Operational v. Strategic

One of my challenges is that I've taken criticism as being "too technical" and that I should be working on simply managing my resources (staff) against my operational portfolio and proejct work. I interpret this as "how can you have time to innovate"?, or "why are you studying that"?, or "why aren't you managing your people and delegating more"? 

Most of my ideas and prototypes come from client requests. In some cases they come from my reading and working to extend and evolve the technologies we're using.

So, I think to myself, if I don't do it, who will? In several cases, my adventures have turned into learning opportuntiies for my staff to take on new technologies (Docushare, Drupal). As our resources continue to shrink in our central programming teams, they are unable to quickly test a new idea or theory. Through the design of our organization, the DL's have resources that can be brought to bear that our colleagues don't. My ability to move priorities and work across teams is admittendly easier than in APM or Core Tech and allows me some time to innovate.

It is true that we have managers in ITS who largely manage their resources against projects. Their roles may be more or less project managment, meeting facilitation, reporting and supervision. We have other managers who may manage a service; a collection of staff resources that don't report directly to them and the associated service levels for that service. I want to do both and more.

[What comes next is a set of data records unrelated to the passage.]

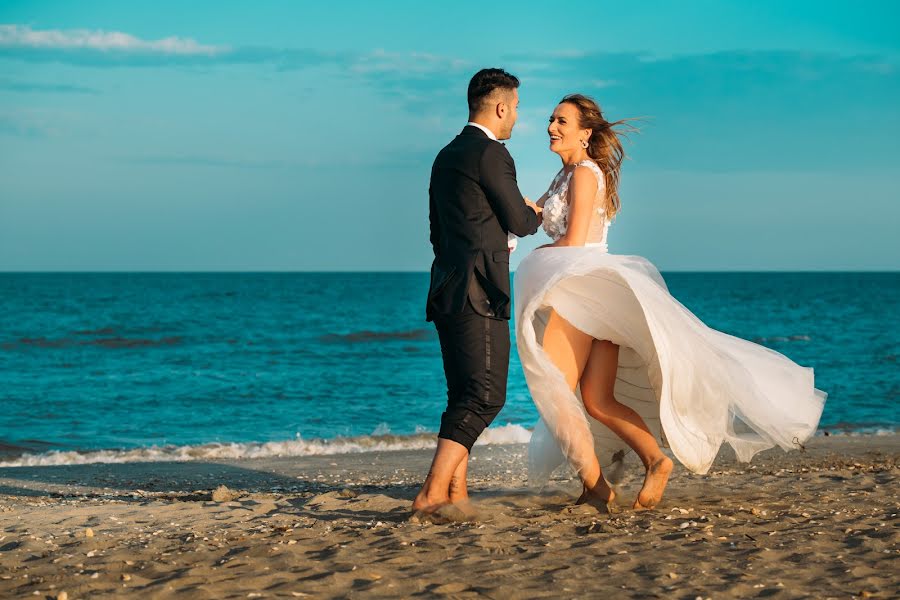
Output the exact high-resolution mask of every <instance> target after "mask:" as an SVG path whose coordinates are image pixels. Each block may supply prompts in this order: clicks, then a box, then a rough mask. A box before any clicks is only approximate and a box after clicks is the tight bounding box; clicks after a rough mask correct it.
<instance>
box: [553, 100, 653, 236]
mask: <svg viewBox="0 0 900 600" xmlns="http://www.w3.org/2000/svg"><path fill="white" fill-rule="evenodd" d="M563 102H565V103H567V104H571V105H573V106H574V107H575V108H577V109H578V126H579V127H581V128H582V129H590V130H591V137H590V138H589V139H588V147H587V153H588V156H589V157H590V158H591V160H593V161H594V162H595V163H597V166H598V167H600V170H601V171H602V172H603V177H604V179H605V181H604V183H605V184H606V216H607V217H608V218H610V219H611V218H613V217H614V216H615V215H616V213H618V212H619V208H620V207H621V205H622V203H621V201H620V200H619V169H620V168H621V166H622V161H623V160H625V149H624V148H623V147H622V142H621V140H620V138H621V137H627V134H629V133H633V132H636V131H638V130H637V128H636V127H634V126H632V125H630V124H629V123H628V121H632V120H633V119H622V120H621V121H613V122H610V121H607V120H606V117H604V116H603V113H602V112H601V110H600V105H599V104H597V101H596V100H594V99H593V98H591V97H590V96H585V95H584V94H569V95H568V96H566V97H565V98H563V99H562V100H560V101H559V103H560V104H562V103H563ZM616 128H619V129H620V130H621V131H617V130H616Z"/></svg>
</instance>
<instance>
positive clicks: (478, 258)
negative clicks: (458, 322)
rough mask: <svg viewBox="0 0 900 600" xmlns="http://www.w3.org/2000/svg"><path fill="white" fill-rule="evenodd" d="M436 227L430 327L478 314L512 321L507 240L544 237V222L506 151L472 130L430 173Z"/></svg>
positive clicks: (430, 214)
mask: <svg viewBox="0 0 900 600" xmlns="http://www.w3.org/2000/svg"><path fill="white" fill-rule="evenodd" d="M428 195H429V220H430V222H431V246H432V248H433V249H434V263H433V264H432V265H431V285H430V287H429V290H428V301H427V302H426V308H425V314H426V319H427V320H428V321H431V320H433V319H434V317H435V316H436V315H452V314H459V313H462V312H463V310H464V308H465V306H466V300H467V298H471V300H472V306H473V307H474V308H475V310H476V312H478V313H480V314H482V315H485V316H489V317H494V318H498V319H509V316H510V291H509V250H508V248H507V235H506V234H507V232H512V233H514V234H516V235H518V236H525V235H530V234H532V233H534V232H535V231H537V228H538V225H539V221H538V217H537V215H536V214H535V213H534V211H533V210H532V209H531V208H529V207H528V205H527V204H525V199H524V198H523V197H522V194H521V192H519V186H518V184H517V183H516V166H515V163H513V159H512V156H510V154H509V152H508V151H507V150H506V147H505V146H504V145H503V144H501V143H500V142H497V141H495V140H492V139H491V138H489V137H488V136H487V135H486V134H485V133H484V132H483V131H481V130H480V129H479V128H477V127H472V126H471V125H467V126H466V127H465V129H463V130H462V132H461V133H460V134H459V135H458V136H456V138H455V139H454V140H453V141H452V142H450V143H449V144H447V146H445V147H444V149H443V150H441V151H440V152H439V153H438V155H437V158H435V159H434V165H433V166H432V168H431V185H430V186H429V189H428Z"/></svg>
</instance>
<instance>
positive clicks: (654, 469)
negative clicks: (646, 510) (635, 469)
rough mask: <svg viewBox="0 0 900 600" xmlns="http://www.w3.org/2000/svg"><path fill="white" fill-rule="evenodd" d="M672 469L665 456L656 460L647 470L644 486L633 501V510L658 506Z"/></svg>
mask: <svg viewBox="0 0 900 600" xmlns="http://www.w3.org/2000/svg"><path fill="white" fill-rule="evenodd" d="M673 467H674V465H673V464H672V460H671V459H670V458H669V457H667V456H663V457H660V458H658V459H656V461H655V462H653V463H652V464H651V465H650V466H649V467H648V468H647V475H646V476H644V486H643V487H642V488H641V491H640V492H638V497H637V500H635V501H634V507H633V508H634V509H635V510H650V509H651V508H655V507H656V505H657V504H659V501H660V500H662V495H663V492H664V491H665V489H666V484H667V483H668V482H669V475H670V474H671V473H672V468H673Z"/></svg>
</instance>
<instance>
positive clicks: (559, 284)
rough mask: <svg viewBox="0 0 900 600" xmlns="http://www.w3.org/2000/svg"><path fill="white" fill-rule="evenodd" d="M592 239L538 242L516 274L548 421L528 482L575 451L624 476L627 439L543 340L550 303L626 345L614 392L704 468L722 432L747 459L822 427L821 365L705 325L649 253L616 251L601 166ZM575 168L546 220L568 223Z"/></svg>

My thought here is that I'm good at context switching. Having a deep and practical understanding of technologies has always given me a leg up; I'm able to understand the work at the detail and strategic levels. From there, translating the geek speak or business value to all levels of the institution has reinforced my creditibility as both a leader and manager.

So, keeping my hand in a few technical proejcts allows me to stay sane in between all the meetings. I think it helps me formate strategies too. It has resulted in getting new products out to my customers (Campus Map, Sustainabillity Project Clearning House, Online Grocery) and test their ideas before we incorporate them into our stratgies.